Let $V$ be an inner product space over a field $F$. If $u,v \in V$ with $\|u\|=\|v\|=1$ and $\langle u,v \rangle=1$, then prove that $u=\alpha v$ for some $\alpha \in F$.
Can I say that here the equality in Cauchy Schwarz holds so they must be linearly dependent?
because $|\langle u,v\rangle| = \|u\|\|v\|$ here
so $u=\dfrac{\langle u,v\rangle}{\|v\|^2} v$? so $\alpha =1?$
or we can also compute, $\|u-v\|^2$ directly which we get as $0$.

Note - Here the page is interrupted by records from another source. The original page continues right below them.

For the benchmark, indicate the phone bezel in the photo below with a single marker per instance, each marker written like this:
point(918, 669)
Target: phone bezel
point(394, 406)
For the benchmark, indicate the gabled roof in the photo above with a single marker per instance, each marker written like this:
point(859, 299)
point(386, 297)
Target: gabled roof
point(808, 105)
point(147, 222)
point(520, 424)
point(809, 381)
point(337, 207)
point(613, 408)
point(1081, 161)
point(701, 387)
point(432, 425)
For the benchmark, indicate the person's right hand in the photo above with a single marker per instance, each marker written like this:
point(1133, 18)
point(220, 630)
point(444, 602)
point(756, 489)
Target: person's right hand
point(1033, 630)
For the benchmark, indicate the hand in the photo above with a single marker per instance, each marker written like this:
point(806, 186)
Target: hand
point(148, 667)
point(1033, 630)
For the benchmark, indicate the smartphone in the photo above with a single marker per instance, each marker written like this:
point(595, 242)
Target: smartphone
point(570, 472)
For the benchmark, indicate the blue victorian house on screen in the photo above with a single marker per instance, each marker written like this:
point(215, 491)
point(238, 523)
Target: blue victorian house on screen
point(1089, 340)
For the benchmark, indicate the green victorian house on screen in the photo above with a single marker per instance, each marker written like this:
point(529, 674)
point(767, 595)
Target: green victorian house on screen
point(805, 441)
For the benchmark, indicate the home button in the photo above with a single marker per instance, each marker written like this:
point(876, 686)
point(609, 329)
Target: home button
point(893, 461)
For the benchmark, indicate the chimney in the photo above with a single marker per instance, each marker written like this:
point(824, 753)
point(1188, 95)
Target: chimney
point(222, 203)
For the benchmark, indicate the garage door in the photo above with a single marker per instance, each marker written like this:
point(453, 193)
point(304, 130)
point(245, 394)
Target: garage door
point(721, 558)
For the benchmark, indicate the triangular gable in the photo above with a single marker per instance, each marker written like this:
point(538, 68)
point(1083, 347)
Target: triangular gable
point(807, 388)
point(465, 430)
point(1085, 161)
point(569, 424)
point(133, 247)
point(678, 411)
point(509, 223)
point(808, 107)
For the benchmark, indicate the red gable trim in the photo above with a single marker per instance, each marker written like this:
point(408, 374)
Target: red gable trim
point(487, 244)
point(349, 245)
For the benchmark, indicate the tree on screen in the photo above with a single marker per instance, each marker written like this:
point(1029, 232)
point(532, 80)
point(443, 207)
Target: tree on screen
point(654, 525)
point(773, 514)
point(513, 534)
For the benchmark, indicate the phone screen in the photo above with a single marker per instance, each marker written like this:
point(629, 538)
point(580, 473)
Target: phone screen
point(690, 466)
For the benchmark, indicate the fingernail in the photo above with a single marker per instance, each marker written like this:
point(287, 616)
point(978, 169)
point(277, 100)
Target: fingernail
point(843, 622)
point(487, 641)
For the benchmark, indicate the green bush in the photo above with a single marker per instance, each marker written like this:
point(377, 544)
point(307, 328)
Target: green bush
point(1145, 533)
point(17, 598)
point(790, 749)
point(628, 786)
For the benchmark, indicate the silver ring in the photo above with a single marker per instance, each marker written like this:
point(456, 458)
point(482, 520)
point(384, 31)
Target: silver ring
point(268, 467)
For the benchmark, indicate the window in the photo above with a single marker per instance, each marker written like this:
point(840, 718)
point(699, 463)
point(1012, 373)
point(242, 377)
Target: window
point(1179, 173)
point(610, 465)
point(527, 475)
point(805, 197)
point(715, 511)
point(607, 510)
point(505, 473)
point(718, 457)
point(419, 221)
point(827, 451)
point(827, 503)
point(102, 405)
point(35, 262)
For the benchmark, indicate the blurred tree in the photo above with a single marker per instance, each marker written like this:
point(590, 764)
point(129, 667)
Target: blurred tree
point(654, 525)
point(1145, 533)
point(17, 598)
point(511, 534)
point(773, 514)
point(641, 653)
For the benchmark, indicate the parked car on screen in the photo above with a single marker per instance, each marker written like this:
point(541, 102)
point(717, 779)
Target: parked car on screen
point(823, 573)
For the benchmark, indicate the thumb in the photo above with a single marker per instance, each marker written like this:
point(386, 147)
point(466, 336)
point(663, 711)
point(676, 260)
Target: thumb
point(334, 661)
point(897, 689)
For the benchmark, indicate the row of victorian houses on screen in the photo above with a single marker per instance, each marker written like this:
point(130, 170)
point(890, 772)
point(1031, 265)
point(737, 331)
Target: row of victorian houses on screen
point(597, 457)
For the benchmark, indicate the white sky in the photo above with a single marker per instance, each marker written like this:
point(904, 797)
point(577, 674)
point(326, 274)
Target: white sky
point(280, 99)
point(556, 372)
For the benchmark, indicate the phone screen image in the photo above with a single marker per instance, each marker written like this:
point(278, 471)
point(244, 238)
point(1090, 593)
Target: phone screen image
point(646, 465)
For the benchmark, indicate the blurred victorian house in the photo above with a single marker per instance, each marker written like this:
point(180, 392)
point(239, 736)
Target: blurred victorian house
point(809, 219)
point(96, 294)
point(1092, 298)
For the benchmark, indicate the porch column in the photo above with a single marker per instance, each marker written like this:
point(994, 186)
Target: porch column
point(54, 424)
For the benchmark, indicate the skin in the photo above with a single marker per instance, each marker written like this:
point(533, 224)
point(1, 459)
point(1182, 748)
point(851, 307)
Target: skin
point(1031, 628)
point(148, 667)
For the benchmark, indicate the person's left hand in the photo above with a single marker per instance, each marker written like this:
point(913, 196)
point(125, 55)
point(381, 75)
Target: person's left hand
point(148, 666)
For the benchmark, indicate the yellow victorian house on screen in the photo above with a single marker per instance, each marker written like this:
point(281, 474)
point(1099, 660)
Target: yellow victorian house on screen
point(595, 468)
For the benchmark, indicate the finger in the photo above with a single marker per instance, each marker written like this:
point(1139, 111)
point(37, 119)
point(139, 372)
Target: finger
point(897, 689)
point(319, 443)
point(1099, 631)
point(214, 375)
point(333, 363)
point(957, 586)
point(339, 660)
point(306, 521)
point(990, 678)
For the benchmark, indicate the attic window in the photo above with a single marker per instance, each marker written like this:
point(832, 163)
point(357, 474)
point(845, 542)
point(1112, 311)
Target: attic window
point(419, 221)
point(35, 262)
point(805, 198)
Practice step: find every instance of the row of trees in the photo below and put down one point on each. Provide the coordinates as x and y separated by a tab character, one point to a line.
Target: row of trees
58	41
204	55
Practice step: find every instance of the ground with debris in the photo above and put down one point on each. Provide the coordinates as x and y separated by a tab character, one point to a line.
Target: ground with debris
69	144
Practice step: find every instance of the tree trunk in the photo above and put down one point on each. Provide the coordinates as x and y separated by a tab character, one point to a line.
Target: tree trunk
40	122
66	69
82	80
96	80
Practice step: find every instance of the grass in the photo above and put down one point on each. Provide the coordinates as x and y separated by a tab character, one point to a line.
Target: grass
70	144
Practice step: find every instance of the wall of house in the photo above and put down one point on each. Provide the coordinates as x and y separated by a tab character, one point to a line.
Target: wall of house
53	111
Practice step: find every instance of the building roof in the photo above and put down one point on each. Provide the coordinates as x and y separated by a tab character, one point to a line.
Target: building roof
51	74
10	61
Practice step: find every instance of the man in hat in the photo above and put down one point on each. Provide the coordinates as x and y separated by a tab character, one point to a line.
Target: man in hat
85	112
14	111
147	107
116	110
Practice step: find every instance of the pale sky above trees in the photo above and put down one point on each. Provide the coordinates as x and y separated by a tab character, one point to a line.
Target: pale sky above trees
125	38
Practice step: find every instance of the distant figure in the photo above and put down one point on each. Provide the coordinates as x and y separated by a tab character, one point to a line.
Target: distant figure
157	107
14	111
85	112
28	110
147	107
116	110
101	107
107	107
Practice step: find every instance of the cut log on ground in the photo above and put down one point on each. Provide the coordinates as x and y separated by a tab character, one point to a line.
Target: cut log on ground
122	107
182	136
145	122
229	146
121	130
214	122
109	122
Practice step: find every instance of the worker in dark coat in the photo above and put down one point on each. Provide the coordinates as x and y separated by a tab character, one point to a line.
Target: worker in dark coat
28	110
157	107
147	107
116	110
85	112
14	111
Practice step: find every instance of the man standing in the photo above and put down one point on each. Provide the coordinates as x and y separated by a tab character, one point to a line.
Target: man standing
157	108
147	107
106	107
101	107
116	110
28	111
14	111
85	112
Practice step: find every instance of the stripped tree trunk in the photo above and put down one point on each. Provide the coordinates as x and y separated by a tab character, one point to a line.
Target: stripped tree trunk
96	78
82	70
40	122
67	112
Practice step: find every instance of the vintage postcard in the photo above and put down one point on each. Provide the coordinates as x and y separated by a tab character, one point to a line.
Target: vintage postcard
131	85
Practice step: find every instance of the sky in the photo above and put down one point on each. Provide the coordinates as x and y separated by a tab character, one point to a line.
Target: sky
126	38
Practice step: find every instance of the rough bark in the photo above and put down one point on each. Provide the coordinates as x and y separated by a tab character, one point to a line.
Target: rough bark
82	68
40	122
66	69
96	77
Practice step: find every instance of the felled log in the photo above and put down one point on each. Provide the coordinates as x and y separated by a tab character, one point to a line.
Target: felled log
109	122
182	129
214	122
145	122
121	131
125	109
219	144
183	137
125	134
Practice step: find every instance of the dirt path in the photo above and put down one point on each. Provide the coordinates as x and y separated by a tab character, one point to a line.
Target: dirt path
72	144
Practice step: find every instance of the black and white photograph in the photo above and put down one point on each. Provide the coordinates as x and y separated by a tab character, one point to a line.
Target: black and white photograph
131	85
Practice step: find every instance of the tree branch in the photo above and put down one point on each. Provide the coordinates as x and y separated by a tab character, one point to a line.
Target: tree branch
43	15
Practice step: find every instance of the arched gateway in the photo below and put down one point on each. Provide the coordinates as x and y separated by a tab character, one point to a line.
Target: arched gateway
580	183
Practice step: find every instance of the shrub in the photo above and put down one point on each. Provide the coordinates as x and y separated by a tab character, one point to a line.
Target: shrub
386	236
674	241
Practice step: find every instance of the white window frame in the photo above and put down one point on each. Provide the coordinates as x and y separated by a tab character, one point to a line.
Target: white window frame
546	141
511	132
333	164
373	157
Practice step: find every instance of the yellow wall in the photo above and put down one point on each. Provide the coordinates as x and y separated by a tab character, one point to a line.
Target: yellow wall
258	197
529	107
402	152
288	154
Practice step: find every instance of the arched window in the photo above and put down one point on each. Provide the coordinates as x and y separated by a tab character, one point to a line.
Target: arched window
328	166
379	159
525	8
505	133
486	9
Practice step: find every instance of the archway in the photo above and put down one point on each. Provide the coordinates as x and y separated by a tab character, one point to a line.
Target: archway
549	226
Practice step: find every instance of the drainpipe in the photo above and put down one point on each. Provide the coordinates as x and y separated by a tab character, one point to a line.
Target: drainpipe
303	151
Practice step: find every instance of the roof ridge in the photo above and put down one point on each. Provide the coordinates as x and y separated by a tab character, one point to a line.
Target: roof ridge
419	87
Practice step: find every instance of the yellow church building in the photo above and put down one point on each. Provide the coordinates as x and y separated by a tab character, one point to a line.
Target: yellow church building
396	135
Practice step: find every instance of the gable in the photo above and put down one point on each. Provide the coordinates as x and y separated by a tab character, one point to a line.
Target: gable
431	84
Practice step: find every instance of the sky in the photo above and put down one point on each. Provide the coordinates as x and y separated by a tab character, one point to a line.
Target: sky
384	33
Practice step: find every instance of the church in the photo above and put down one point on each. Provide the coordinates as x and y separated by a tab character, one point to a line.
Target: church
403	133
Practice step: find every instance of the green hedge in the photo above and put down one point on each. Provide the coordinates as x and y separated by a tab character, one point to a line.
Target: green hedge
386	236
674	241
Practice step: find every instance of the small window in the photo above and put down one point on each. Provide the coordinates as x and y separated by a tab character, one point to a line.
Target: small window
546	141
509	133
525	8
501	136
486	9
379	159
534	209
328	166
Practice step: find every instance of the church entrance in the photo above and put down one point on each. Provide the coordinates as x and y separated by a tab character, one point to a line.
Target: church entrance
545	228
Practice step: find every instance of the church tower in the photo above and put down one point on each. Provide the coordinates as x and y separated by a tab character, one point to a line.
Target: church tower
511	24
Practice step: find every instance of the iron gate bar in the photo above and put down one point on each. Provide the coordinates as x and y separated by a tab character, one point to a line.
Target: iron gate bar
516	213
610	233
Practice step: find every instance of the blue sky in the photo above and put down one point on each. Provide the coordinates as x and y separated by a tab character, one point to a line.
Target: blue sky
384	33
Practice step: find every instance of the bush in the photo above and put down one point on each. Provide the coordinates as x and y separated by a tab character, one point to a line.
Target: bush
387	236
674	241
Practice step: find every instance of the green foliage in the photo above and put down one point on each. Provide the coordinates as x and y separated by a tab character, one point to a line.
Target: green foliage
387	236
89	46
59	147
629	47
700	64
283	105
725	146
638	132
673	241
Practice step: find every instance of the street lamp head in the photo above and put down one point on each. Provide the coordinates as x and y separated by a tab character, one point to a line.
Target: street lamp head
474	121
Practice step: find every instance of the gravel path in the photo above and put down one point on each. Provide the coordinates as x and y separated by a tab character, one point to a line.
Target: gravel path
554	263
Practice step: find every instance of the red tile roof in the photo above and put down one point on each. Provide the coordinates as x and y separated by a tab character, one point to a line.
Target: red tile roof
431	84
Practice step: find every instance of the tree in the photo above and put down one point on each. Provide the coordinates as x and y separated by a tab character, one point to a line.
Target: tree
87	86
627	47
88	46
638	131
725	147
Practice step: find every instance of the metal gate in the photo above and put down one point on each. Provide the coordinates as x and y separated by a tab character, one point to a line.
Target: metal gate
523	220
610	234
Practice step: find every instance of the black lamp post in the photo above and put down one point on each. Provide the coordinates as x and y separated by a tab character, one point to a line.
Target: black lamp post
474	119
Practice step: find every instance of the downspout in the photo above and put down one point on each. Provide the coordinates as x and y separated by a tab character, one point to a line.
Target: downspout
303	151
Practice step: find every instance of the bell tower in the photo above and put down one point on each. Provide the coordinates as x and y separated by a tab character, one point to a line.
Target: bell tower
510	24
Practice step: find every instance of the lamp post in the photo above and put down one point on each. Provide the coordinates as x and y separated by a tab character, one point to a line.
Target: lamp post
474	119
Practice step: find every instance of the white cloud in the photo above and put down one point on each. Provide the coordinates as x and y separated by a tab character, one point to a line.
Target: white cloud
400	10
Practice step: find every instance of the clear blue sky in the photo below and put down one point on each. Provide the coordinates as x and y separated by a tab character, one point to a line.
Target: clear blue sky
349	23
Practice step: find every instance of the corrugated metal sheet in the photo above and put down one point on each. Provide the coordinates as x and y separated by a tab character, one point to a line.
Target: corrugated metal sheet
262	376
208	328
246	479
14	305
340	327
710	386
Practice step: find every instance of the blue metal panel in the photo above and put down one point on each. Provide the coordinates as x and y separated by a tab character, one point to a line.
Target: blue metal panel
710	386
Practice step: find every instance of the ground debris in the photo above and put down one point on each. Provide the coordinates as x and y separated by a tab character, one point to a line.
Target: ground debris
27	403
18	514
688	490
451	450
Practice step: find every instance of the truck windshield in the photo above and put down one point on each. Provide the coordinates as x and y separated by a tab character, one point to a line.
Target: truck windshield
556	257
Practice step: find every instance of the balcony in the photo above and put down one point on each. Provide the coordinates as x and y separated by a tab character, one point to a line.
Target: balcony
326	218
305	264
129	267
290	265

What is the geometric significance here? Can I imagine this result in an intuitive way?
Your insight is good:
$$\left\|u-v\right\|^2=\langle u-v,u-v\rangle=\left\|u\right\|^2-\langle u,v\rangle-\langle v,u\rangle+\left\|v\right\|^2=0\implies u-v=0$$
Remember that $\;1=\langle u,v\rangle=\left\|u\right\|\left\|v\right\|\cos\theta=\cos\theta\;$ , with $\;\theta=\;$ angle between $\;u,\,v\;$ , so the above means $\;\theta=0\;$ ( or any other integer multiple of $\;2\pi\;$), so $\;u,\,v\;$ are vectors of the same length and in the same direction $\;\implies\;$ they're equal.